A selection of closely related molecules (Tanimoto similarity >0.5) to the parent compounds (referred to as the ‘close similarity docking set’, Fig. 1b and Supplementary Fig. 2b) was tested in the aggregation assay. The potent molecule selection was made according to a cutoff corresponding to a normalized half-time of the aggregation (t1/2) of two times that of the negative control. The percentage of molecules passing this threshold was defined as the optimization rate. This yielded five new potent molecules from 25 new molecules (Supplementary Fig. 2b), 1 derived from molecule 48, three from molecule 52 and one from molecule 69. This step was then followed by a larger selection of compounds with a looser cutoff of structural similarity (Tanimoto similarity >0.4) to the parent compounds (referred to as the ‘loose similarity docking set’, Fig. 1b). Although new potent molecules featured among this set, the optimization rate was low (4%), and both molecules 48 and 52, which had initially appeared the most promising of the parent structures, yielded poor results. From the 29 molecules related to molecule 48 in the loose similarity docking set, none were potent, while from the 24 molecules related to molecule 52, only 2 were potent. The functional range of molecules 48 and 52 appeared narrowly limited around the chemical space of the parent structures. Molecule 69 yielded one potent molecule from 16 molecules. Overall, the optimization rate from the loose similarity docking set was less than a quarter of that of the close similarity docking set and involved testing three times as many compounds.
These results suggested that it would be challenging to further explore the chemical space using conventional structure–activity relationship techniques without considerable attrition, since the optimization rate worsened as the similarity constraint to the initial hits was loosened. To overcome this problem, the compounds resulting from these experiments were then used as input for a machine learning method for an iterative exploration of the chemical space (Fig. 1c). The similarity searches removed the most obvious targets of the machine learning approach, but also increased the size of the dataset available for training. The training set, however, remained small by typical machine learning standards, consisting of 161 molecules. Since training sets of this size are common in early-stage research, a further aim of this work was to demonstrate that machine learning can be used effectively even in such data-sparse scenarios.

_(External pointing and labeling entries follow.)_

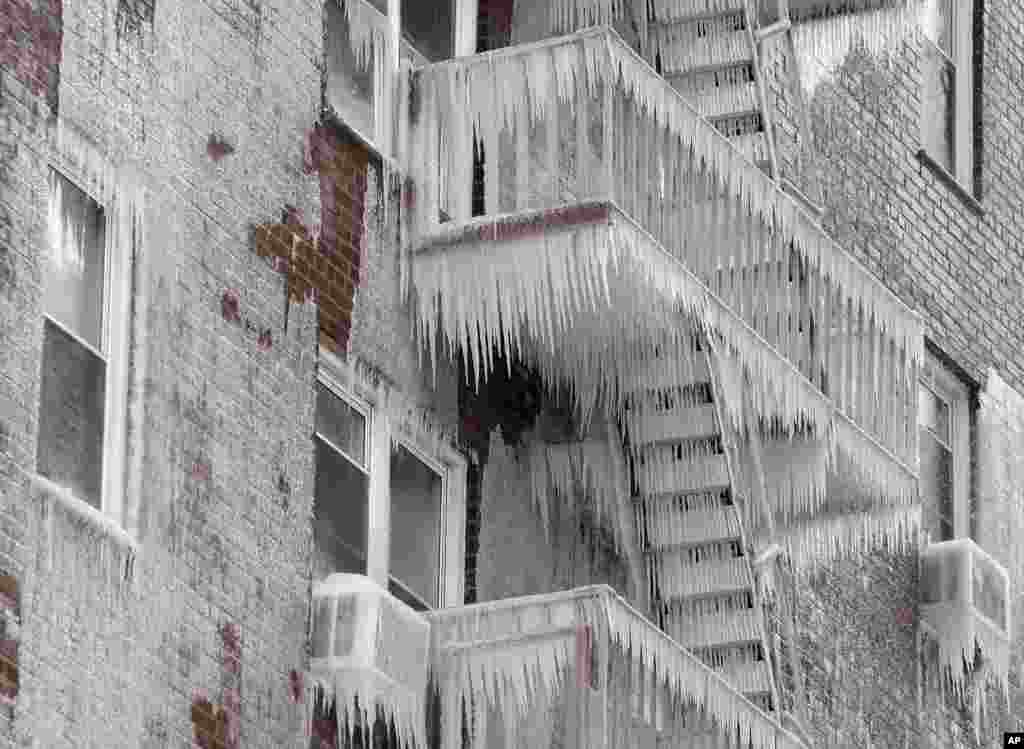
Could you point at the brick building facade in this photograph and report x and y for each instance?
(294, 361)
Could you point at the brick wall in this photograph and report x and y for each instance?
(220, 462)
(963, 272)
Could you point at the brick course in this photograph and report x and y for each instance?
(962, 271)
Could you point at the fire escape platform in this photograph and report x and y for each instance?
(593, 646)
(605, 186)
(573, 288)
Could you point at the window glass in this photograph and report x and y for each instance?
(70, 449)
(934, 414)
(340, 495)
(349, 77)
(73, 283)
(341, 487)
(341, 425)
(937, 486)
(416, 516)
(429, 28)
(73, 381)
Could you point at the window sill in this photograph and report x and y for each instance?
(376, 153)
(81, 512)
(951, 181)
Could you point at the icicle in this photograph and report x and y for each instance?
(107, 540)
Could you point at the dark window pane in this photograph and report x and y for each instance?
(73, 282)
(342, 425)
(339, 514)
(349, 76)
(430, 28)
(71, 415)
(934, 413)
(936, 486)
(416, 513)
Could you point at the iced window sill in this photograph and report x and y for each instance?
(56, 497)
(951, 181)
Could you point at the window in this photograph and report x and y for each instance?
(350, 88)
(430, 28)
(85, 311)
(947, 88)
(359, 88)
(417, 494)
(382, 507)
(341, 489)
(943, 448)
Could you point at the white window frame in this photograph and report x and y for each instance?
(942, 382)
(963, 60)
(464, 43)
(114, 350)
(446, 462)
(365, 410)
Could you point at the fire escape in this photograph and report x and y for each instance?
(631, 239)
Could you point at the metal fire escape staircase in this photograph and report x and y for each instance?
(691, 534)
(701, 579)
(708, 50)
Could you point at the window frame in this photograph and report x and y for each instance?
(445, 460)
(942, 382)
(114, 347)
(964, 42)
(363, 408)
(381, 140)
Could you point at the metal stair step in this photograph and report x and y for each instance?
(659, 471)
(648, 424)
(668, 526)
(750, 678)
(682, 48)
(723, 100)
(754, 146)
(669, 10)
(714, 629)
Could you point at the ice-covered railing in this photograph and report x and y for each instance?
(583, 118)
(613, 678)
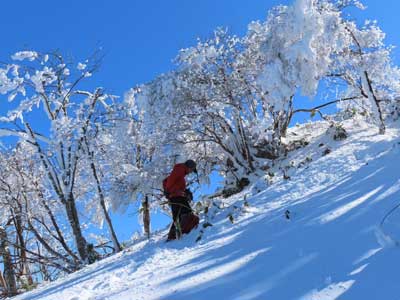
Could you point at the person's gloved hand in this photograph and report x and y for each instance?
(189, 194)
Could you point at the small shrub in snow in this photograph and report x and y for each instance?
(337, 132)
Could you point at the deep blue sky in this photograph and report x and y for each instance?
(140, 38)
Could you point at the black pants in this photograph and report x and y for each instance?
(179, 206)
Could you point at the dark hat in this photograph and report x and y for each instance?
(191, 164)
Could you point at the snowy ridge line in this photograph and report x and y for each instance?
(264, 255)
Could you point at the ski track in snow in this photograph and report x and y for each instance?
(330, 248)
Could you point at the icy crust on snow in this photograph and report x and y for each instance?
(313, 236)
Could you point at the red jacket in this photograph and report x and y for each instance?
(176, 183)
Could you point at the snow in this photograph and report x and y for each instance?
(22, 55)
(332, 247)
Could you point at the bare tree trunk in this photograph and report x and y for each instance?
(382, 127)
(114, 238)
(24, 261)
(73, 219)
(146, 216)
(9, 273)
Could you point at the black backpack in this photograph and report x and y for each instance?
(165, 192)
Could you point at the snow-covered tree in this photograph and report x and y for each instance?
(49, 86)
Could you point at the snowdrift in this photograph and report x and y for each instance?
(316, 235)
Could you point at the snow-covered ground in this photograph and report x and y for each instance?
(330, 247)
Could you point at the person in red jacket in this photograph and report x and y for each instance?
(179, 197)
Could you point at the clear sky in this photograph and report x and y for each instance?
(140, 38)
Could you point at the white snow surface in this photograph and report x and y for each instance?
(332, 247)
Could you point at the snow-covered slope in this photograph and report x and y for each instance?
(330, 247)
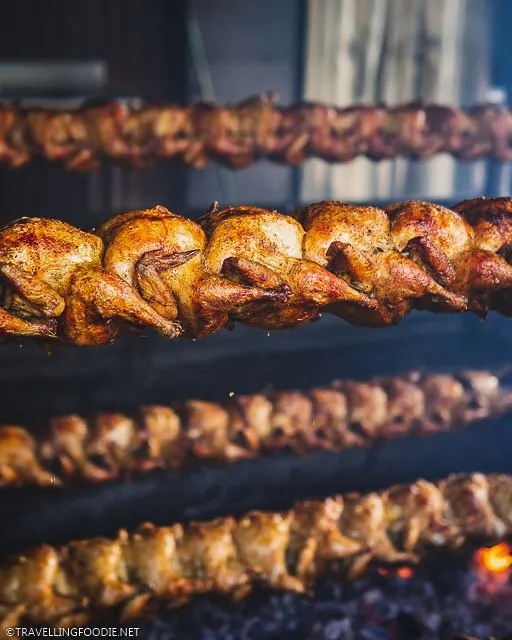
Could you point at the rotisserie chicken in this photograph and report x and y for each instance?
(344, 414)
(257, 128)
(156, 269)
(133, 573)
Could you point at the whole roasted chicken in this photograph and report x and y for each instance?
(136, 572)
(242, 134)
(154, 268)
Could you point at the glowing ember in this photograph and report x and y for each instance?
(401, 572)
(495, 559)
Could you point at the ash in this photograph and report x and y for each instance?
(432, 603)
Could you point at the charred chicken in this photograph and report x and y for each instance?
(134, 572)
(238, 136)
(344, 414)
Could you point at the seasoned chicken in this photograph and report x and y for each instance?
(135, 572)
(54, 284)
(344, 414)
(154, 268)
(256, 128)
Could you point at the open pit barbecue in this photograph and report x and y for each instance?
(240, 135)
(156, 269)
(345, 414)
(78, 582)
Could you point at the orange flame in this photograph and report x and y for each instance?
(402, 572)
(495, 559)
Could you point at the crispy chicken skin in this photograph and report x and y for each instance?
(256, 128)
(154, 268)
(54, 284)
(135, 572)
(73, 449)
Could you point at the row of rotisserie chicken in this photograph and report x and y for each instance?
(74, 449)
(154, 268)
(240, 135)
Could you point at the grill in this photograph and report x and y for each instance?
(323, 481)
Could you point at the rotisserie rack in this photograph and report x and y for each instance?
(82, 580)
(154, 268)
(240, 135)
(345, 414)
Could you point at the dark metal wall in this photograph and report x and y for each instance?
(237, 50)
(143, 44)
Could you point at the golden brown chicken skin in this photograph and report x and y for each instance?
(344, 414)
(154, 268)
(242, 134)
(135, 572)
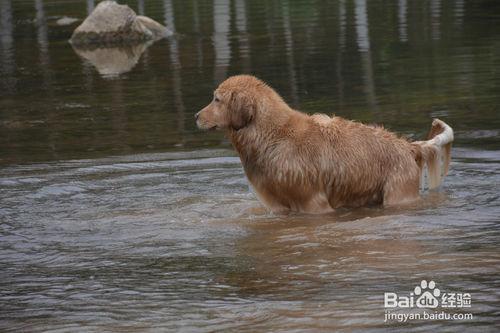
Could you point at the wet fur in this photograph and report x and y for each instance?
(318, 163)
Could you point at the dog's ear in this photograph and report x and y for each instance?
(242, 111)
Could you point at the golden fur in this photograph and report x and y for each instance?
(318, 163)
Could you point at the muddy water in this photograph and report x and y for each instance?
(116, 214)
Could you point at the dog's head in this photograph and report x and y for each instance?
(234, 105)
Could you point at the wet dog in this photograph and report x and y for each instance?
(317, 163)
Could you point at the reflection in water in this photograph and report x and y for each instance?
(7, 46)
(42, 38)
(222, 48)
(363, 39)
(342, 24)
(402, 18)
(174, 241)
(108, 235)
(435, 18)
(197, 30)
(292, 74)
(175, 64)
(242, 26)
(113, 61)
(341, 46)
(140, 7)
(459, 12)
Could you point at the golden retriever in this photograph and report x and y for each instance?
(314, 164)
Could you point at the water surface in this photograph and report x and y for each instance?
(117, 214)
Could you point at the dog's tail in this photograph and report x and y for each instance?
(435, 153)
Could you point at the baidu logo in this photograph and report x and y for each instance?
(427, 296)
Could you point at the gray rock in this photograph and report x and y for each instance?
(111, 23)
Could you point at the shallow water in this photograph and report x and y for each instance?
(117, 214)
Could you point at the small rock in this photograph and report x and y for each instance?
(113, 61)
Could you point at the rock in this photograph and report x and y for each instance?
(113, 61)
(65, 20)
(111, 23)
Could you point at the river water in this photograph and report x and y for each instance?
(117, 214)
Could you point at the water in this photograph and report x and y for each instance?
(117, 214)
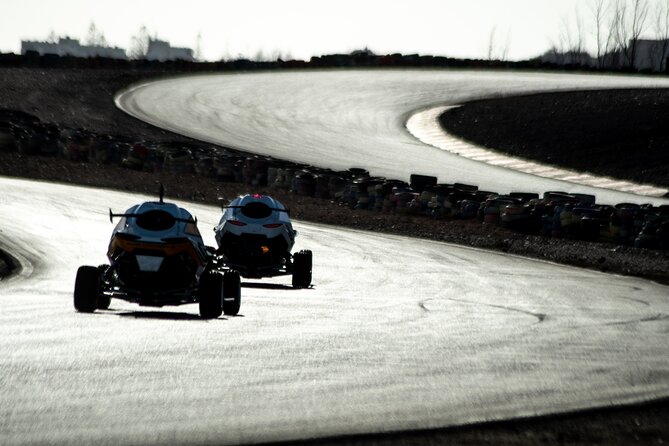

Iterative application of the machine learning approach
One of the issues with applying machine learning to a data-sparse scenario is that predictions are likely to be overconfident. While this problem can be addressed to an extent by utilizing Gaussian processes, a complementary strategy is to restrict the search area to a region of chemical space that is more likely to yield successful results. To this end, a structural similarity search of the four hit molecules in the docking set was carried out on the ‘clean’ and ‘in stock’ subset of the ZINC15 database, comprising ~6 million molecules. Any molecules showing a Tanimoto similarity value of >0.3 to any of the four structures of interest was included. This low threshold for Tanimoto similarity was intended to narrow the search space but without being overly restrictive of the available chemical landscape, yielding a dataset of ~9,000 compounds that composed the prospective ‘evaluation set’. The distribution of this evaluation set in terms of the predicting binding energies is shown in Supplementary Fig. 4a.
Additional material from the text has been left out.